Let’s begin by discussing large language models (LLMs)—these are often what people think of when they talk about AI. But did you know that you can run AI models locally on your computer? You can, and you should start today! Experimenting with AI on your own machine is a fantastic way to learn.
LLMs: Setting Up Locally
One of the best tools for experimenting with LLMs is Oobabooga's Text Generation Web GUI. It’s an open-source project that makes running AI models locally easy. It walks you through installation and helps guide decisions based on your hardware.
Follow the installation steps, and I recommend using Python version 3.10.6, which you can download here. This version will also be useful for other AI projects. Once you're set up, check out the Open LLM Leaderboard, which ranks models and provides download links.
Recommended LLM Model: Phi 3.5 Mini
While learning, I suggest starting with a small model like Phi 3.5 Mini. It’s lightweight and can run on almost any hardware, making it perfect for beginners. As you get more comfortable, you can explore larger models and resources like the article on Running AI Locally and Hardware Essentials.

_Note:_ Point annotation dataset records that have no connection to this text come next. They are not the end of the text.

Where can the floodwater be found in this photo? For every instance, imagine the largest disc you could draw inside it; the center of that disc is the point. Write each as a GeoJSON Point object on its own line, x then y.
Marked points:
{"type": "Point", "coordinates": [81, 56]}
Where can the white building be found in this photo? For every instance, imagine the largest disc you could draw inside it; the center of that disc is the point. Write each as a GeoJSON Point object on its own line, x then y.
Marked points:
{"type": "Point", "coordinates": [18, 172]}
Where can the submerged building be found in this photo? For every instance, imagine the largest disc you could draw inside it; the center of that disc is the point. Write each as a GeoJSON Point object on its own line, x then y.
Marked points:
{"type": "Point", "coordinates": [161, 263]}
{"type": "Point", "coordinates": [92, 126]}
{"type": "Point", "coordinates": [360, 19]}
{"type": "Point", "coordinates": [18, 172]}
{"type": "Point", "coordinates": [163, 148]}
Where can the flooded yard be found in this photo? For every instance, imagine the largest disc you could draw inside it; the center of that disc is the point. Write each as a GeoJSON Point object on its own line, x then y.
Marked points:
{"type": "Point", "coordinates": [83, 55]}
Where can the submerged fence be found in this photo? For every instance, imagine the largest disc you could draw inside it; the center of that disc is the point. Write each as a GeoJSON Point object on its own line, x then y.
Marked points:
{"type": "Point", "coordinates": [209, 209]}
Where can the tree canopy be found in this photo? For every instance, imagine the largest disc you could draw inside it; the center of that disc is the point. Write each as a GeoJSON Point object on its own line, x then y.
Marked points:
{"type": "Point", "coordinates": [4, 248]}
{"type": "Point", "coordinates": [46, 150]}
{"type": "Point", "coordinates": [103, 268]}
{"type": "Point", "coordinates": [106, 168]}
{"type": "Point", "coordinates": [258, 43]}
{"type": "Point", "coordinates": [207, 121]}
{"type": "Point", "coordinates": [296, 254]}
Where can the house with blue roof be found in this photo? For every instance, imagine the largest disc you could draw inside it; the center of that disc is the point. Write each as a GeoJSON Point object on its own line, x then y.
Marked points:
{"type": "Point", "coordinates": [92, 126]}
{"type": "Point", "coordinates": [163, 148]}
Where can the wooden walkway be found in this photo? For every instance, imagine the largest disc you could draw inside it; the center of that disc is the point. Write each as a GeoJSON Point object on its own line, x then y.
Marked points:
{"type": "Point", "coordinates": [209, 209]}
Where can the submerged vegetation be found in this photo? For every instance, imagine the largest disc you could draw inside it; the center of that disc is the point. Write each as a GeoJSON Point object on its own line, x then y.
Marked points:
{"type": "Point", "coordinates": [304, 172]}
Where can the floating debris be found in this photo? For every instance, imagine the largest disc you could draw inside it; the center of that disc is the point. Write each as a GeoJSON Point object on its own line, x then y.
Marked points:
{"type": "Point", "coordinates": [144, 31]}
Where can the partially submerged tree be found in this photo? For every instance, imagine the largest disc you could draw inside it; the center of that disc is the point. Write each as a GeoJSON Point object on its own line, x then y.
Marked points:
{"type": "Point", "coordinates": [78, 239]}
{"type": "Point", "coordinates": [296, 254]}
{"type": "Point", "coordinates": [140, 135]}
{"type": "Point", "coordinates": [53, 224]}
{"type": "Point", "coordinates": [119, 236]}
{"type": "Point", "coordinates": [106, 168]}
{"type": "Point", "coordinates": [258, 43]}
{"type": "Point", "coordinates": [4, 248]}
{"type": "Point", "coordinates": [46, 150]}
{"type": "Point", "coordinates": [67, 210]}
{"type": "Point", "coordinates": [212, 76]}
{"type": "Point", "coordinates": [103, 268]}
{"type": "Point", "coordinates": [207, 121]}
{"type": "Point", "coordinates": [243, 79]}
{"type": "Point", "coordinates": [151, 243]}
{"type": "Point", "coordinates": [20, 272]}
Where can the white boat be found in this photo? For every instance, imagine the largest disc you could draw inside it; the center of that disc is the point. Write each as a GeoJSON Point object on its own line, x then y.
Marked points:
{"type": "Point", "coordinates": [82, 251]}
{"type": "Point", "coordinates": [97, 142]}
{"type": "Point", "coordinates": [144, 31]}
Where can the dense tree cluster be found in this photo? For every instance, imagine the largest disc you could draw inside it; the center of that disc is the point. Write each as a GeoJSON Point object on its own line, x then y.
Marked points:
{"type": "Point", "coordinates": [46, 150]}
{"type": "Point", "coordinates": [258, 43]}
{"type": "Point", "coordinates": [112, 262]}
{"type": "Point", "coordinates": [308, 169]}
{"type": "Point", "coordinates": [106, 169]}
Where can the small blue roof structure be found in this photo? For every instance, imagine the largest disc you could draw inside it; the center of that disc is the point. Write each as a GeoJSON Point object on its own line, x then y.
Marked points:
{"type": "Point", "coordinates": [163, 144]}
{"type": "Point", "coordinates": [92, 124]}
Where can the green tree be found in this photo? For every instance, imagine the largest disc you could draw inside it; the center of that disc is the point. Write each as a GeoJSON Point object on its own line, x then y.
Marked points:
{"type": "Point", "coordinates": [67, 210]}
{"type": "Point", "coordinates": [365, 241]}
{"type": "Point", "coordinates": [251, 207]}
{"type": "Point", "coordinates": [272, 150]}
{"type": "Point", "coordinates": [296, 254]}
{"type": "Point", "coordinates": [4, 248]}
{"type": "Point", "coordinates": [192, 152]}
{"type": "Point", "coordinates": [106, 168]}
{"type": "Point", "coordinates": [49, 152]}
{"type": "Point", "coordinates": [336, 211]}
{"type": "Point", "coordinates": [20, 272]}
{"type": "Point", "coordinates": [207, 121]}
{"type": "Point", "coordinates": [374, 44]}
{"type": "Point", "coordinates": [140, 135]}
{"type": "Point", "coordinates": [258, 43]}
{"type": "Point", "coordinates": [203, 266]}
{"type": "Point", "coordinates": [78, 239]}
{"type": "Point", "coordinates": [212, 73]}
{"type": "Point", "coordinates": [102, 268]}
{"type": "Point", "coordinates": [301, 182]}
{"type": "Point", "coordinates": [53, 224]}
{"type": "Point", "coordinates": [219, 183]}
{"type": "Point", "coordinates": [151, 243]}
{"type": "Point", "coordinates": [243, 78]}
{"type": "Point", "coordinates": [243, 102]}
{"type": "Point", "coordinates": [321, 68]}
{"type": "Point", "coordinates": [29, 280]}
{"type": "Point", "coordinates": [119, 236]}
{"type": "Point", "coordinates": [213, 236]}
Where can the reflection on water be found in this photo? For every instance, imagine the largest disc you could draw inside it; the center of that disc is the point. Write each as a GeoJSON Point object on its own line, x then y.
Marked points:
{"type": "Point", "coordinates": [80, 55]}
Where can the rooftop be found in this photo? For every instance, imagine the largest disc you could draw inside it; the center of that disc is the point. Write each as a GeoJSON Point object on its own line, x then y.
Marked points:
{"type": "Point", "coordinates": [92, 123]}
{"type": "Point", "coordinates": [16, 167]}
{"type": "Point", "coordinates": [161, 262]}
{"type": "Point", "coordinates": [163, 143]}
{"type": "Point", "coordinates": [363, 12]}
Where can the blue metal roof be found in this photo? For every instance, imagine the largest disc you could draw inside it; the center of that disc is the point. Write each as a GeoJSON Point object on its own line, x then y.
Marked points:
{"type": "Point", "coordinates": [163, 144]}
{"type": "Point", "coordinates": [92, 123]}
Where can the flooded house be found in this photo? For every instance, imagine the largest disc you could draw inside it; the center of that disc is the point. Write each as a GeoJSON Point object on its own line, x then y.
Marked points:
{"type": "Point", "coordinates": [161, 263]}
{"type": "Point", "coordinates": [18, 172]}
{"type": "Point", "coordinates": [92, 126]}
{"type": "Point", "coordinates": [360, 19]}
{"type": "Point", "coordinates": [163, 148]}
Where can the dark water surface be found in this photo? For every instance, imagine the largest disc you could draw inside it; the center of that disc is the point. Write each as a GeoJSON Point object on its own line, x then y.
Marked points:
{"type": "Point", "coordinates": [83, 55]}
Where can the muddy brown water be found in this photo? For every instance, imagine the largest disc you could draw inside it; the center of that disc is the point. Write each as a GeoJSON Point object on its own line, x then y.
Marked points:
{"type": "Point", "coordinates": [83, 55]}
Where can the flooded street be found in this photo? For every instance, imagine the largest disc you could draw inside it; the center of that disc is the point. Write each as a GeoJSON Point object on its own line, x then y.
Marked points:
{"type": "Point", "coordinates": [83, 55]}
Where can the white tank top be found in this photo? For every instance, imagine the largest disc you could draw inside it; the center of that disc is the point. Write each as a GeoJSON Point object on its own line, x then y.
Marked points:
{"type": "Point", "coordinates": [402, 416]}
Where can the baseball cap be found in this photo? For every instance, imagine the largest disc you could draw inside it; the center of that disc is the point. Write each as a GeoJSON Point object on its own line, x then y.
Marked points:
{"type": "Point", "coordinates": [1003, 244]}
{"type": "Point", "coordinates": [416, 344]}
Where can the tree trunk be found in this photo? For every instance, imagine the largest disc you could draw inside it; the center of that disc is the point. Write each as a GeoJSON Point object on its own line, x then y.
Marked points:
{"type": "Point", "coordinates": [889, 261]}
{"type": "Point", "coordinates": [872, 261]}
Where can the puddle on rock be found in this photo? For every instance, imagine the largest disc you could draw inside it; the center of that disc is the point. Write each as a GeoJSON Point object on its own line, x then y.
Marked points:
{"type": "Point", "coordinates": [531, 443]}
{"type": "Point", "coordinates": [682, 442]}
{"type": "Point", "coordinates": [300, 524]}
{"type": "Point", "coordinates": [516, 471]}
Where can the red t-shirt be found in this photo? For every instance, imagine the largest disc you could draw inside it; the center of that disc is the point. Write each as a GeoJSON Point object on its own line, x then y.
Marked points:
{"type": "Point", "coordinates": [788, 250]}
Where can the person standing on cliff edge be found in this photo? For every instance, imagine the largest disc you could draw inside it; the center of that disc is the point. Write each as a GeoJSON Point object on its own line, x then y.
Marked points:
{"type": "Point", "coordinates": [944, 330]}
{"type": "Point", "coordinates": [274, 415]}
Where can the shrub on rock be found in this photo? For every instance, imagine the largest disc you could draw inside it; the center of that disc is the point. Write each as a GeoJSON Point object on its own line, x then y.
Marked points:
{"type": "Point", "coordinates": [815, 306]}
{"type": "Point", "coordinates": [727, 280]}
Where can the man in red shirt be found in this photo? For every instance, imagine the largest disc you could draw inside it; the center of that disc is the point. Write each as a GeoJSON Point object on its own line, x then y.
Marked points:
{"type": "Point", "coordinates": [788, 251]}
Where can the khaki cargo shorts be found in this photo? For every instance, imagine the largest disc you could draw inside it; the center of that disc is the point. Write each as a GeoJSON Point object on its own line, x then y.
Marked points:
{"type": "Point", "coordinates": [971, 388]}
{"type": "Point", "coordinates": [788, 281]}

The key is to play around with Oobabooga’s Web GUI to chat with AI models quickly, privately, and on your own machine!
AI Image Generation: Automatic1111
The next exciting area of AI is image generation, which is evolving fast. Right now, one of the best tools is the Automatic1111 Stable Diffusion Web GUI. It’s an open-source project that allows you to generate images using AI.
For models, visit CivitAI, a fantastic resource for downloading free AI models. While there’s growing talk about other systems like "Flux" for image generation, this guide should remain relevant as it covers essential techniques like positive and negative prompts and LoRA models.
Bringing AI to Production with ONNX
Now, how do you take these AI tools and integrate them into production applications? Python is great for experimentation, but in production, languages like C# and C++ are more common. To bridge this gap, we need to convert AI models into the ONNX format.
ONNX is not only compatible with multiple programming languages, but it also allows you to optimize models by adjusting their precision. For example, using INT4 precision can significantly reduce model size without sacrificing much accuracy. This makes ONNX ideal for production environments where efficiency is key.
Conclusion: Learn, Experiment, and Have Fun!
ONNX and production-level AI are advanced topics, so I recommend starting with the open-source projects mentioned above. Learn the basics of AI with safe tensor models, and explore key concepts like seeds and temperature settings. Most importantly, have fun with AI models!
And if you're feeling adventurous, try out more experimental models like Phi 3.5 Mini Uncensored. Running AI locally lets you explore unfiltered models and gives you full control over your AI experience.